Alors que le Château Frontenac n’avait pas encore sa tour centrale et que les architectes rivalisaient d’ingéniosité pour façonner le patrimoine qui séduit encore un siècle plus tard, l’architecte Georges-Émile Tanguay érigeait, en 1912, la caserne Dalhousie, également connue sous le nom de “poste de pompier numéro 5”. De style Beaux-Arts, elle constitue aujourd’hui l’un des édifices les plus remarquables de la rue Dalhousie.
Cependant, le talentueux Tanguay n’avait pas anticipé l’évolution des camions de pompiers. En 1913 la ville a par exemple une voiture à échelles Seagrave de 5,500 livres tirée par un attelage de 5 chevaux (qu’on envisage de remplacer par un « tracteur automobile »). Or avec les décennies qui passent, les véhicules deviennent de plus en plus scintillants et imposants. Les portes, devenues trop étroites, ont rendu la caserne inadaptée, forçant son abandon par les services municipaux. Ce scénario, tristement banal en Amérique du Nord, trouve de nombreux échos à Québec même.

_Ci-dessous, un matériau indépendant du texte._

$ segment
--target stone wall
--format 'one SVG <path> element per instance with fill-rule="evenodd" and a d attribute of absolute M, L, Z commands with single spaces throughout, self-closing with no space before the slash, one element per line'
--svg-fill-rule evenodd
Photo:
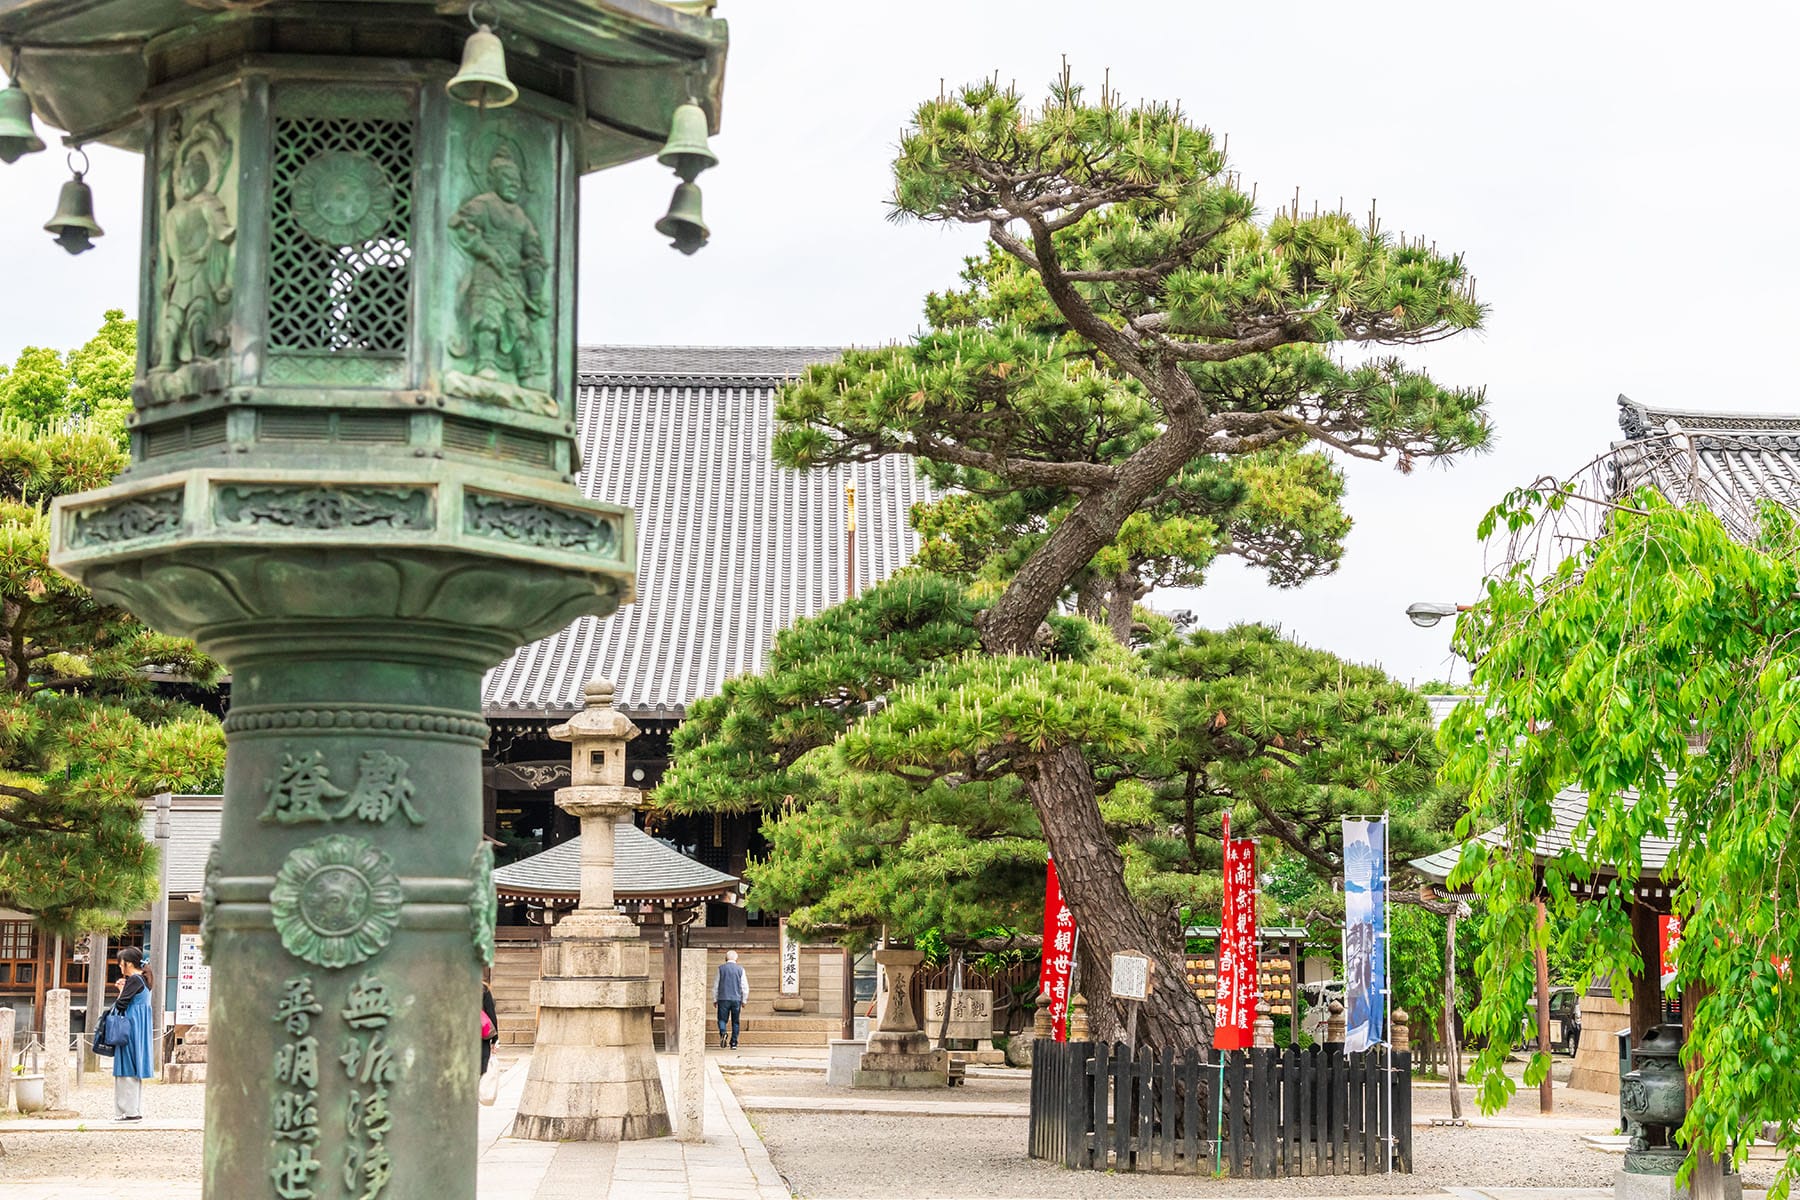
<path fill-rule="evenodd" d="M 1581 1045 L 1569 1086 L 1619 1094 L 1619 1030 L 1631 1028 L 1631 1008 L 1610 995 L 1581 998 Z"/>
<path fill-rule="evenodd" d="M 646 939 L 648 940 L 648 939 Z M 771 1046 L 823 1046 L 842 1031 L 844 1013 L 844 958 L 836 946 L 804 946 L 800 951 L 800 999 L 797 1013 L 775 1011 L 780 987 L 780 953 L 774 946 L 709 946 L 707 960 L 707 1011 L 709 1042 L 717 1040 L 712 1029 L 711 989 L 718 977 L 725 951 L 736 949 L 738 964 L 749 977 L 750 1002 L 740 1018 L 742 1044 Z M 650 978 L 663 979 L 662 943 L 649 943 Z M 523 1049 L 537 1036 L 537 1010 L 531 1003 L 531 984 L 542 967 L 542 943 L 501 940 L 494 949 L 494 975 L 489 985 L 494 1008 L 500 1015 L 500 1053 L 508 1047 Z M 662 1009 L 655 1016 L 661 1038 Z M 660 1044 L 660 1041 L 659 1041 Z"/>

L’ère Lepage: astucieux clin d’œil à la caserne et au théâtre
Abandonné, le bâtiment a dû attendre 1997 et l’intervention de Robert Lepage, metteur en scène et scénographe de renom, pour être récupéré et métamorphosé. Comme il le répétera des décennies plus tard avec le YMCA de la Place d’Youville, le façadisme prédomine : la façade est préservée, tandis que l’arrière est démoli pour créer des espaces fonctionnels pour sa compagnie Ex Machina.

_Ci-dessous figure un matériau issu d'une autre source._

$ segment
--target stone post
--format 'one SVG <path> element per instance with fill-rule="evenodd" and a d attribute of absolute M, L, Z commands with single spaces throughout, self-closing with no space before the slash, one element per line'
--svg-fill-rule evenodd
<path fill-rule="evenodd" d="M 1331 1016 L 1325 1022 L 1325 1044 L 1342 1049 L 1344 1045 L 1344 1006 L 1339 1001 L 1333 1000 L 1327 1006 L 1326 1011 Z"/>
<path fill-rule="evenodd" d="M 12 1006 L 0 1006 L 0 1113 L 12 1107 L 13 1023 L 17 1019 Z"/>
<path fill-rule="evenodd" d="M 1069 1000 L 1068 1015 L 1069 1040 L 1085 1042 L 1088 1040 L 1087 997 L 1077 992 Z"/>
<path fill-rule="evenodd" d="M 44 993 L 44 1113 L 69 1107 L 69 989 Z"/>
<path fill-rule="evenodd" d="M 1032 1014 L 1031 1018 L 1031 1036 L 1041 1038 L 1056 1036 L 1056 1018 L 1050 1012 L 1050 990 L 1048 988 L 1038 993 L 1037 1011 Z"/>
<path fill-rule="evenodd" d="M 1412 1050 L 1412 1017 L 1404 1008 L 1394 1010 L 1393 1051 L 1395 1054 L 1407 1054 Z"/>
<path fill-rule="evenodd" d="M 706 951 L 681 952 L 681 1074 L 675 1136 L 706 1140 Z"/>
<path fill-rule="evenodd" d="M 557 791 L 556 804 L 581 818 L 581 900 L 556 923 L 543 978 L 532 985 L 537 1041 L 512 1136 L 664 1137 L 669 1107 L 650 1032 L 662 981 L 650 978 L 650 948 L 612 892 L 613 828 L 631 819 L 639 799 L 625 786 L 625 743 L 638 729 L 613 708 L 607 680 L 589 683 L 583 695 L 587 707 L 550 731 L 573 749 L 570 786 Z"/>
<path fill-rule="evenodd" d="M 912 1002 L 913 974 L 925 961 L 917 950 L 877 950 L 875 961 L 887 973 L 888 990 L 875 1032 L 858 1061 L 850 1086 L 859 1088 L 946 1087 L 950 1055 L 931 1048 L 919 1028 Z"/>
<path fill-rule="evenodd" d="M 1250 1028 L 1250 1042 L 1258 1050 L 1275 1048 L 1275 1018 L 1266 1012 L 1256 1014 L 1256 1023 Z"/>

Sur les côtés des rues Bell et de la Barricade, le théâtre arbore un style contemporain, mais reste discret. Du côté de la rue Dalhousie, l’extension se pare d’un décor théâtral qui reproduit fidèlement le style et les teintes de la caserne originelle.
À chaque visite guidée hivernale du Vieux-Québec, je me plaisais à faire deviner à mes clients, depuis le coin de la rue, les matériaux utilisés. L’illusion était parfaite. Ce n’est qu’en s’approchant de la fausse façade et en frappant la surface qu’on découvrait qu’il s’agissait de fibre de verre, et non de brique et de pierre. La surprise et l’émerveillement étaient garantis.
Agrandissement résolument contemporain
Après un peu plus de deux décennies, Ex Machina a cédé la place à la troupe de théâtre jeunesse Les Gros Becs. Suite à un investissement de 37,9 millions de dollars, l’ancienne caserne a subi une seconde transformation de style entièrement contemporain: un cube avec des panneaux gris.
Depuis peu, je présente donc le projet à mes clients. Les réactions sont unanimes : la surprise est bien là, mais l’émerveillement, lui, manque cruellement. Pour certains, c’est l’effroi qui prédomine, pour d’autres, c’est la tristesse. Parfois ils ne me croient pas!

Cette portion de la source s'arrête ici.